If you do not need benefits, I would seriously consider why you wish to pursue hospital nursing at this point in your career. While I can understand your eagerness to learn acute care skills, you are just starting out, and trust me, there will be time and opportunity for you to become a hospital nurse. The home health care job sounds like it has the perfect amount of flexibility you require to maintain your family life. Family is important!

Hospital nursing, as others have attested to, is extremely difficult, stressful, anxiety-provoking, exhausting, and being a new grad exponentially raises the ante on all of those emotions. The practical reality of hospital nursing is that it will take at least 6 months for your to feel somewhat comfortable in your new role, and at least a year for you to feel proficient.

I am not trying to discourage you from becoming a hospital nurse, if that is what you wish to do; only suggest that this is not a decision to be taken lightly, and in today's employment economy, it might be more prudent to hold off on the job offer and commit at a later date rather than "jump in" and have to quit because it isn't working for you or your family. I also think you should not worry about "being too old" to start a hospital nursing career if you wait a couple years--there are plenty of people of all ages who come to the profession and do just fine.

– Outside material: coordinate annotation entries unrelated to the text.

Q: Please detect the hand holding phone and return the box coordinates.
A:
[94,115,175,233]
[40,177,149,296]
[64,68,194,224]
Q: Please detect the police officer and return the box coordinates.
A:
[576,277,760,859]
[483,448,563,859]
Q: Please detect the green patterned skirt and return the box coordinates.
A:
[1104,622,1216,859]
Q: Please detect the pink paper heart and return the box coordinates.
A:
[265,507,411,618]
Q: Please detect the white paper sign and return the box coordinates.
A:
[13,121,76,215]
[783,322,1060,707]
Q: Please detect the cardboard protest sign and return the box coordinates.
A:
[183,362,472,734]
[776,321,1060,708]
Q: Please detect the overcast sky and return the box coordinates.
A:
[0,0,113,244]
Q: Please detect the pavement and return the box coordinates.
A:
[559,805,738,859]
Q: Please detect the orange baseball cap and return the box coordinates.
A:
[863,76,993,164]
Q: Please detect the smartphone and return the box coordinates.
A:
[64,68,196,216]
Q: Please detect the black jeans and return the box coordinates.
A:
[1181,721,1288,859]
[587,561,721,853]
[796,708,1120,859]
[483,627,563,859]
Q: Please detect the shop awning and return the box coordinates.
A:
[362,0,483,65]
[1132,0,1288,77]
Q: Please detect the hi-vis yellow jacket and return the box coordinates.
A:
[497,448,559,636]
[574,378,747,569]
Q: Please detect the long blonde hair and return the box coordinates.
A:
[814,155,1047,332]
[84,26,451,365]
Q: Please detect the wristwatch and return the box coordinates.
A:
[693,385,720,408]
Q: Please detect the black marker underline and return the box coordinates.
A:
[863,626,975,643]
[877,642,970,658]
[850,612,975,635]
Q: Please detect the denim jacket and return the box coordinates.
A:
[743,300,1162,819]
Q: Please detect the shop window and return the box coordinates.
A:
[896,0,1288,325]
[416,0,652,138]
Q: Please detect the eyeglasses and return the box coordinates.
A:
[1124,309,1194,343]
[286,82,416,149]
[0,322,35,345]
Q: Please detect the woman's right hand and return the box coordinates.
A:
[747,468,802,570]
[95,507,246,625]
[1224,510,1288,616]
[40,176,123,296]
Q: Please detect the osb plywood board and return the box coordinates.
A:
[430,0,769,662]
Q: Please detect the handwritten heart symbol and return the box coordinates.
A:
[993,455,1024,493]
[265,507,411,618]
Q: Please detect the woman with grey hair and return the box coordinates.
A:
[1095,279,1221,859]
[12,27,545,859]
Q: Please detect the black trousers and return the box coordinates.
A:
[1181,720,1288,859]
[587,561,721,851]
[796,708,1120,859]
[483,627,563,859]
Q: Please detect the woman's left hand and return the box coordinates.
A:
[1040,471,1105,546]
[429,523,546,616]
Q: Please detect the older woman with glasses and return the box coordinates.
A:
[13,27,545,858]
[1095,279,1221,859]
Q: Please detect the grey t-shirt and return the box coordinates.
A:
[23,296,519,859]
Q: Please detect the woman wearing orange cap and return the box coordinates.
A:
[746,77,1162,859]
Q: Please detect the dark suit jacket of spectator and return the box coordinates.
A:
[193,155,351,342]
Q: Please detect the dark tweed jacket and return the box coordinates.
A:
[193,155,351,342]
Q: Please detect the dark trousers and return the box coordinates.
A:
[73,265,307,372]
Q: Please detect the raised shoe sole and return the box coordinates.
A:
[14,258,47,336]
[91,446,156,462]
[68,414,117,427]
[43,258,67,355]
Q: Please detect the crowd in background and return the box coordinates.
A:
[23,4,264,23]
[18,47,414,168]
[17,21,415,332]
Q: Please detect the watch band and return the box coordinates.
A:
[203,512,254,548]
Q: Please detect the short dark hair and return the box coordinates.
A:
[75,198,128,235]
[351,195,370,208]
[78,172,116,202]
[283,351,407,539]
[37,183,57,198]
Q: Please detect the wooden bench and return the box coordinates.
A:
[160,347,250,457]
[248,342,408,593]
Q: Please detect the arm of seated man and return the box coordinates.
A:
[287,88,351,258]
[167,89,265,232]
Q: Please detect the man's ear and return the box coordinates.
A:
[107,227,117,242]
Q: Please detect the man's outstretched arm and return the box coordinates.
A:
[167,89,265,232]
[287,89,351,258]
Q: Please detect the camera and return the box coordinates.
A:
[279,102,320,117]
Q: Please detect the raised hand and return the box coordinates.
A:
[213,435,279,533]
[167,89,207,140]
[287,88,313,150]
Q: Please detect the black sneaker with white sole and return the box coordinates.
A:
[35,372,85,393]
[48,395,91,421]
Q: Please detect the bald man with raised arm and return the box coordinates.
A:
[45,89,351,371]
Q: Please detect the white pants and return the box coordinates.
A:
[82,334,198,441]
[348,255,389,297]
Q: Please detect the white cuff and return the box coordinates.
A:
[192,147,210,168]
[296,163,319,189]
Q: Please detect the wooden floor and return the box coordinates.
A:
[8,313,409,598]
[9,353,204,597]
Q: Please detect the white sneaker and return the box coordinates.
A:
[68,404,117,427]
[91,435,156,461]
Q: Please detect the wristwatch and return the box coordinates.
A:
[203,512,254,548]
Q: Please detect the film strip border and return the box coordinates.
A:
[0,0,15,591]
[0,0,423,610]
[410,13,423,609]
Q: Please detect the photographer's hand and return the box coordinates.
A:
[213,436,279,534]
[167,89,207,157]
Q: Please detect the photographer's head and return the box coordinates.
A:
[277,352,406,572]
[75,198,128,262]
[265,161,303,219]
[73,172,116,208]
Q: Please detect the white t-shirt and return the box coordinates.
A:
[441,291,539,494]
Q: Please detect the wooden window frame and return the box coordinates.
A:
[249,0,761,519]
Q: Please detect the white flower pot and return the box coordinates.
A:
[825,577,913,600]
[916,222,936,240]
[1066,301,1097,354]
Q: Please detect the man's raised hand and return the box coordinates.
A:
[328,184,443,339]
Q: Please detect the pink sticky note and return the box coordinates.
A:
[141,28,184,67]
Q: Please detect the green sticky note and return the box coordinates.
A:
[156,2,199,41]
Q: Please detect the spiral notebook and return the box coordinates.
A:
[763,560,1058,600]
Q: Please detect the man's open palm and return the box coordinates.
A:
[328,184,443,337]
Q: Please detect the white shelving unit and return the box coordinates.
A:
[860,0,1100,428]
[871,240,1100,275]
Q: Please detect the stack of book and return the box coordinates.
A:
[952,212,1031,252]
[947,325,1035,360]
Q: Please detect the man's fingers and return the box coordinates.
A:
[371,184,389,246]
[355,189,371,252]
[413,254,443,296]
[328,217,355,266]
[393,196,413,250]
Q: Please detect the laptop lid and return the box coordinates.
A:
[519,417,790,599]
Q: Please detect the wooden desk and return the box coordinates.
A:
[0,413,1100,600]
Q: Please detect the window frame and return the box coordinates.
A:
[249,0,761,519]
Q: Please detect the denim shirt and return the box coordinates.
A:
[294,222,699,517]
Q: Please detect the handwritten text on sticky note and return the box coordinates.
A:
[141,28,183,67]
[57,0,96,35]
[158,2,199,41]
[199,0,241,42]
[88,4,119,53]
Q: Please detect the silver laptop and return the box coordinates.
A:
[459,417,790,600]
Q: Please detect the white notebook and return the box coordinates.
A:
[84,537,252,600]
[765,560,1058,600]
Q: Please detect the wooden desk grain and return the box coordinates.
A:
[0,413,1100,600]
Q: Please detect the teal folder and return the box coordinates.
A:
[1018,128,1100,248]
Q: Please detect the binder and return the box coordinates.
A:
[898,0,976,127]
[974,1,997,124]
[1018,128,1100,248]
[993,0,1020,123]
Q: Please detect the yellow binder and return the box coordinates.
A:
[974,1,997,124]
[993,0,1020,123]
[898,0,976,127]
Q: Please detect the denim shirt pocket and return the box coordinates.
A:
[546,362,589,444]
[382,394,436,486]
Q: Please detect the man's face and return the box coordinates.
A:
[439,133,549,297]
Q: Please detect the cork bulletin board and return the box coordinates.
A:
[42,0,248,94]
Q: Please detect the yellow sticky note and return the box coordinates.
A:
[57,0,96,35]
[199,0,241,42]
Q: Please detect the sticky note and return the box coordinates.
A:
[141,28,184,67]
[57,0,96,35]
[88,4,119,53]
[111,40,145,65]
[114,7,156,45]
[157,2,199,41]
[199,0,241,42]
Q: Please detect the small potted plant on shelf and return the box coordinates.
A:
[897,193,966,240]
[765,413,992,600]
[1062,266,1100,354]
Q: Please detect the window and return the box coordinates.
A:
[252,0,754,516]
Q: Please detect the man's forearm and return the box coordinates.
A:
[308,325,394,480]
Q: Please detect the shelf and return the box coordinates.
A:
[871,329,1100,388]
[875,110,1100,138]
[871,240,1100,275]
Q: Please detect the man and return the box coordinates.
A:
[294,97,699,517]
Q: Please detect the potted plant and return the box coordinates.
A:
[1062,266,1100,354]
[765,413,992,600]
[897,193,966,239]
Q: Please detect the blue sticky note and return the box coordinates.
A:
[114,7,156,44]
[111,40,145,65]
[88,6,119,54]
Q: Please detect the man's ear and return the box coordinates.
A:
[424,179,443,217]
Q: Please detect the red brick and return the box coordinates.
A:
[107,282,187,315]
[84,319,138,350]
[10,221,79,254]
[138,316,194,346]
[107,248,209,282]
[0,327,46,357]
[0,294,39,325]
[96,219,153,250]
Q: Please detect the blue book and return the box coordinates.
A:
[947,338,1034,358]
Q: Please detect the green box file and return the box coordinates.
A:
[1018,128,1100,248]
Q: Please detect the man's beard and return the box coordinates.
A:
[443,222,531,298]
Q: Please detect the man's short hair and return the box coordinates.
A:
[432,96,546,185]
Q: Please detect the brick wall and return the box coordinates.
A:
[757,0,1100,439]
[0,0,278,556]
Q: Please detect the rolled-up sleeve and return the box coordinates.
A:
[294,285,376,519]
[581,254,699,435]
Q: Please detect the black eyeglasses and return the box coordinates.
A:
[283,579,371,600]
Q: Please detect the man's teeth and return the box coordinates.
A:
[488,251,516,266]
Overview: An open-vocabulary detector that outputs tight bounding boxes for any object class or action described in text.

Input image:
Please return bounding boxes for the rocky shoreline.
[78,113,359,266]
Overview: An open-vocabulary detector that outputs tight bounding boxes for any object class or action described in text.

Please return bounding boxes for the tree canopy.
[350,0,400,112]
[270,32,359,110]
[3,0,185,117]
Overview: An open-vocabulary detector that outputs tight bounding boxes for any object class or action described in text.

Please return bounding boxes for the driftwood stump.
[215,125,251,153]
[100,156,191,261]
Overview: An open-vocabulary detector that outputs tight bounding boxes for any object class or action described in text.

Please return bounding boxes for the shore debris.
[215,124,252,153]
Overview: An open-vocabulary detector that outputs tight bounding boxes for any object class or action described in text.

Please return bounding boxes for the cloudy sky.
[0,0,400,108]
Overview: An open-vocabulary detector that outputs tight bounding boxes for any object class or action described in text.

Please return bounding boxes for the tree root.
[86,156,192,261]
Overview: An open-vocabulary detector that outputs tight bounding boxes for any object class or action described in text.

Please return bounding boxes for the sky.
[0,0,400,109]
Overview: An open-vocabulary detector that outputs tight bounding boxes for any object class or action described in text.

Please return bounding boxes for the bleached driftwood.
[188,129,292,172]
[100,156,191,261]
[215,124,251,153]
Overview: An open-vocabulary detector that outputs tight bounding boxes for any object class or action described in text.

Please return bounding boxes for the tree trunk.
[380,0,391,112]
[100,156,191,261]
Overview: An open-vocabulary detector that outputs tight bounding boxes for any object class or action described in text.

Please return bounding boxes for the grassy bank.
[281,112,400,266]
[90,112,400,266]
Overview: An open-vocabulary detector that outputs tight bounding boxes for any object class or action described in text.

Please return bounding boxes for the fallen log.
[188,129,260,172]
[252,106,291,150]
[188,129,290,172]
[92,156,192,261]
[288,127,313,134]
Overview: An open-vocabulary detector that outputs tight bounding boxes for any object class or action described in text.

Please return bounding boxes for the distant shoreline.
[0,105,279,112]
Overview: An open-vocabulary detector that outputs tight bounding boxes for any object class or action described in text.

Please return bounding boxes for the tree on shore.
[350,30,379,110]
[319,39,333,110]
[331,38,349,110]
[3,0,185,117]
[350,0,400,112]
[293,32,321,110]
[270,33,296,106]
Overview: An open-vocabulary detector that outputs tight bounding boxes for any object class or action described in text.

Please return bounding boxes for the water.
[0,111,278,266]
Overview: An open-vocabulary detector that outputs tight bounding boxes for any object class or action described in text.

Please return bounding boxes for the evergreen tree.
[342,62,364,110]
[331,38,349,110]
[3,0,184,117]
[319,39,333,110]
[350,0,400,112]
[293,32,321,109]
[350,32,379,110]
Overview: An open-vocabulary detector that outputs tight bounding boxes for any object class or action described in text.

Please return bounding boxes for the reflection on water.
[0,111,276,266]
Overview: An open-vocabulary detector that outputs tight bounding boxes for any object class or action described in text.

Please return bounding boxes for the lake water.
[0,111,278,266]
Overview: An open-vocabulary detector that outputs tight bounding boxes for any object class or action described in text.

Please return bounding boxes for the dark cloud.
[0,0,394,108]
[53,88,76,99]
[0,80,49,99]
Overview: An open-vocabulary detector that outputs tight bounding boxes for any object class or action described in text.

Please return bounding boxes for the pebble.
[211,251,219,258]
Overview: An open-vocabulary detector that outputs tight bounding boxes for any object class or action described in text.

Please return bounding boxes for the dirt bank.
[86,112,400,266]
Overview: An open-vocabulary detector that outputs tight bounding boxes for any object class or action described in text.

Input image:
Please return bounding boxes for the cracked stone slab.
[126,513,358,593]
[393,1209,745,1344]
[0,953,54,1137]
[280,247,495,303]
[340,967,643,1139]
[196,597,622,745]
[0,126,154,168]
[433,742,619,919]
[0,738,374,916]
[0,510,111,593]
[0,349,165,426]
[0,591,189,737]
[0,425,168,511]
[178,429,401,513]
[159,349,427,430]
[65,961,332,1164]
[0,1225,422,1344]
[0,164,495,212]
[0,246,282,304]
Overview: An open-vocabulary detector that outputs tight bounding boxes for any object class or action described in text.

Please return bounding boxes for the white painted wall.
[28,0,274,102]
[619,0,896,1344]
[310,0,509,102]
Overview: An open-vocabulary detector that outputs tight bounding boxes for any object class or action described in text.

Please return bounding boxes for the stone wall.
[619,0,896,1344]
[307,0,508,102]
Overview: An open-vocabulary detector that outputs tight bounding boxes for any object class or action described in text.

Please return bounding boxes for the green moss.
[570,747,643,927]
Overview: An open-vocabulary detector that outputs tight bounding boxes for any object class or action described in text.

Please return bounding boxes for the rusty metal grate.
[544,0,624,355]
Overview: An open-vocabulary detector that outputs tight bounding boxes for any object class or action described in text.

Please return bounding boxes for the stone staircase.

Follow your heart and do what seems best for you; my suggestions are only that... just points I've gleaned from my own personal experience in nursing that I think might be relevant to your situation.

Let us know what you decide, and congratulations on your new career!

I am not a nurse only a student but as a single mother of two young kids and having lost a child myself, I have put a lot of thought into this exact question. The things I have tentatively started to put into place is perhaps working a 12 hour night shift. I have some experience in working night shift from when my first son was born, me and his father worked opposite shifts. To me this is ideal because I can get my kids to school, sleep and be up when they get home. Also I would only work three nights a week which would be great. Oh as a side night for anyone trying to get used to working night shifts is to try melatonin supplements they sell it over the counter in the vitanmen isle, works great! Another option is some advice I got from a LPN-she worked for a staffing agency picking her own schedule and still getting a lot of experience working in different departments (wherever that shift happened to be). For me personally I am hoping to get a few years experience working night shift and then working as a school nurse to have the exact same hours as my kids. I know though that in all reality we have to basically take it one step at a time and go with the flow. Overall while the kids are young my main concern is spending time with them not making money, as long as we have a roof over our head and food on the table! Hope you work it out, I know how hard it can be to balance everything!